The judge stated that he saw no failure to disclose evidence on the part of the prosecution and the trial will go forward in October.
Credit: KREM 2

MOSCOW, Idaho — Update: In a status hearing held on August 23, 2023, Bryan Kohberger waived his right to a speedy trial. The trial will not begin October 2, 2023, as initially planned. The headline for this article has been updated. 

RELATED: Bryan Kohberger waives right to a speedy trial, plans to file motion to strike death penalty

Original Article:

Bryan Kohberger, the man charged with the murders of four University of Idaho students, returned to court on Friday. Kohberger's defense presented several motions to the judge, but the majority of the day was spent reviewing the DNA collected in the case. The judge confirmed the trial will still take place this year. 

Trial Date Set

The state recommended maintaining the trial date for October 2, 2023, expressing concerns about potential delays affecting victim families and the overall integrity of the trial.

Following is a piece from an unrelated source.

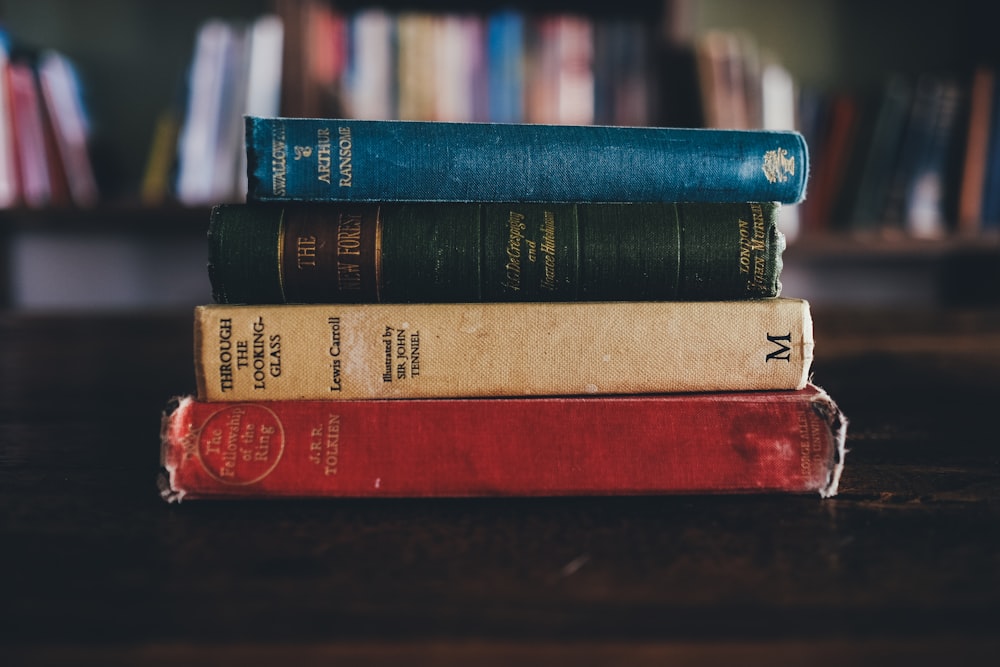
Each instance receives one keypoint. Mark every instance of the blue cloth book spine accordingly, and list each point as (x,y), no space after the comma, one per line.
(369,160)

The defense also presented a motion to stay proceedings due to irregularities in the grand jury process but was denied by the judge, who found no substantial failure in the process.

The judge stated that based on the information provided, he was not convinced there had been a failure on the prosecutor's part. The trial is scheduled to proceed in October, with jury selection taking place the week before. Up to 1,000 potential jurors could be summoned for the trial.

If convicted, Bryan Kohberger faces the death penalty.

DNA Evidence

The defense team argued that it needs all the raw material, including what was tested, how it was tested, and what it was compared to. They assert that without access to all the DNA evidence, it is impossible to determine if the testing was conducted correctly or if any rules were violated.

Anne Taylor, Kohberger's lawyer, specifically pointed to three unidentified male DNA samples taken from the murder scene that the defense has not received. Prosecutor Bill Thompson countered, arguing that the defense already possesses everything accessible to the state.

Thompson stated, "All I'm hearing is speculation that they wish there was something there. We can't respond to something that doesn't exist."

Thompson concluded that the three samples in question were not uploaded to a Combined DNA Index System (CODIS) database due to ineligibility. He claimed that defense attorney Anne Taylor was informed of this by the lab.

The state contends that disclosing the material could potentially infringe on the privacy of hundreds of individuals in a genetics database, prompting a call for the issuance of a protective order.